Twisting my words
Professor George Belle has adamantly restated his position that the Freundel Stuart Government could fall before its five-year term ends, and flayed detractors for misrepresenting his past statements on the issue.
Further, he said that his statements at a People’s Assembly meeting last month detailing how the current administration can be taken out of power, are within the law, and the methods to which he referred of curtailing a Government’s term of office are legally acceptable.
“You can remove a Government almost immediately after you have elected them, if they have demonstrated that they have betrayed you. The system allows for that,” he told the launch of the University of Independence Square social organisation Saturday night.
“They have five years maximum before going to the electorate. But you could bring down the Government any time before that, under the law, within the Constitution, according to the Westminster system.”
Belle, dean of UWI Social Sciences Faculty, explained that in Barbados’ political system the Prime Minister is the “anchor” of Government, and he must retain support of a majority of parliamentarians. When that prop by fellow MPs is reduced to a minority, the Prime Minister can be removed and replaced by another person, or that embattled leader may opt to call fresh elections.
He said there was a rumoured attempt to remove Prime Minister Erskine Sandiford in the 1990s by taking away his support and vesting it in another MP.
“When they tried that with Mr Sandiford, in 1994, Mr Sandiford . . . became alert to that and decided that the only way you’re going to shift [him] is if you face an election,” Belle said, and added: “And that is the power of the Prime Minister.
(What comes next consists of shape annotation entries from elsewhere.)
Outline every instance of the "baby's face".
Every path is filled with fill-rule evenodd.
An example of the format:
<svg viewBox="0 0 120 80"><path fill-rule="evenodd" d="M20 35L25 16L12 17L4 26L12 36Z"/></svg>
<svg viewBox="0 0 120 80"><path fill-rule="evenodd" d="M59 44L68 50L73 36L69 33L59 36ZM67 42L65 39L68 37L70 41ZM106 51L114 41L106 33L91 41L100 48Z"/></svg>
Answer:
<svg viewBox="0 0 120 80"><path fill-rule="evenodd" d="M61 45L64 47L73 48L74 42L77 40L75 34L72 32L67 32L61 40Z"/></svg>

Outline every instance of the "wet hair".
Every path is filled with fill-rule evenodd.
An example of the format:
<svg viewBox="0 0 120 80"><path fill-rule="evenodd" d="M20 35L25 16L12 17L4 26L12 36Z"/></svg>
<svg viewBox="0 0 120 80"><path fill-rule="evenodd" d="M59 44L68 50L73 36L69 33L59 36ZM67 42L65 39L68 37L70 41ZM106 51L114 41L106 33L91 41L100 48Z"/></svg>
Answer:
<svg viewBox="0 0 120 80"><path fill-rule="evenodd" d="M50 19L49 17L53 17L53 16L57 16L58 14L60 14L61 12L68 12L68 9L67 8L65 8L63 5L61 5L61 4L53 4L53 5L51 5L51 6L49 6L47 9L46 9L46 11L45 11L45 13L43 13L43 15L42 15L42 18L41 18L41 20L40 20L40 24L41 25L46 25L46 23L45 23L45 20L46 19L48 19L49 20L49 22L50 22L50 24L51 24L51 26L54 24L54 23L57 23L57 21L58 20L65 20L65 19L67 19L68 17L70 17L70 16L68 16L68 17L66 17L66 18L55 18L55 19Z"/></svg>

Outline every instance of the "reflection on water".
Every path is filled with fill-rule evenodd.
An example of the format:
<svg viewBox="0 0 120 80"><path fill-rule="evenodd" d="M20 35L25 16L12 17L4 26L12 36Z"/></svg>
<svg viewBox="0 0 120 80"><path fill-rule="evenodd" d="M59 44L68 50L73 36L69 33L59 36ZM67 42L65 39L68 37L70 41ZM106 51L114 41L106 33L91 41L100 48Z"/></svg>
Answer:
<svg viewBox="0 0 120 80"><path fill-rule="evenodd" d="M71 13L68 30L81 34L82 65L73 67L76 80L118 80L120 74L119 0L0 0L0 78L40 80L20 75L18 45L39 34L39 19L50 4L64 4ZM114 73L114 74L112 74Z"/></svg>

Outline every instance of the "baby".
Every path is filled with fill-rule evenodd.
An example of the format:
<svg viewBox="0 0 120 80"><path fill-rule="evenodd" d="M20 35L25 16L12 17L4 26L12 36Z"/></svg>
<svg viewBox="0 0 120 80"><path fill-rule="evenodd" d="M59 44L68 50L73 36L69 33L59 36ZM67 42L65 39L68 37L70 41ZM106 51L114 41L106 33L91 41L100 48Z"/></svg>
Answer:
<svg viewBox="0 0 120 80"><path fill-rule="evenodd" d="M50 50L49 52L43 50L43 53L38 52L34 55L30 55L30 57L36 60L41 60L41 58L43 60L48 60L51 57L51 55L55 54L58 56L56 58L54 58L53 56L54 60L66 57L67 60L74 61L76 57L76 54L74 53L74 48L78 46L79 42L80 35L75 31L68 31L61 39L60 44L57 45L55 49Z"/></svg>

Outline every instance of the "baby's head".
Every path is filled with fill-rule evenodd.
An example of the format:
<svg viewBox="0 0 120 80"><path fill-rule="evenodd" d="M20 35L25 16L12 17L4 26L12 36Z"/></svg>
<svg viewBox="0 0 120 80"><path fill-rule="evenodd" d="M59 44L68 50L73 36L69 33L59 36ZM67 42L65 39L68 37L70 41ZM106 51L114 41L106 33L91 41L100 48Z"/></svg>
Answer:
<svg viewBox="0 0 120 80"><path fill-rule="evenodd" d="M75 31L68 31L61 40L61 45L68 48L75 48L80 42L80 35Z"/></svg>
That is the anchor in the system, because he has the power to say ‘I will call an election’.
“And that is the key to the fact that you can change the Government almost at any time, because if that individual loses the command of the House, his Cabinet falls.”
Belle said that following his People’s Assembly statement, another section of the Press showed a misunderstanding of what he had stated, and this was furthered by a columnist of that publication who criticised him.
The holder of a doctorate in political science, restated his position taken at the People’s Assembly rally.
“There could be an appeal to the conscience of the parliamentarians in Parliament, in relation to the kind of crisis that we are facing right now, and on the basis of that appeal, some of those parliamentarians may decide to vote independently, or to cross the floor. And if that happens, and they decide to vote against the Government, the Government will fall.”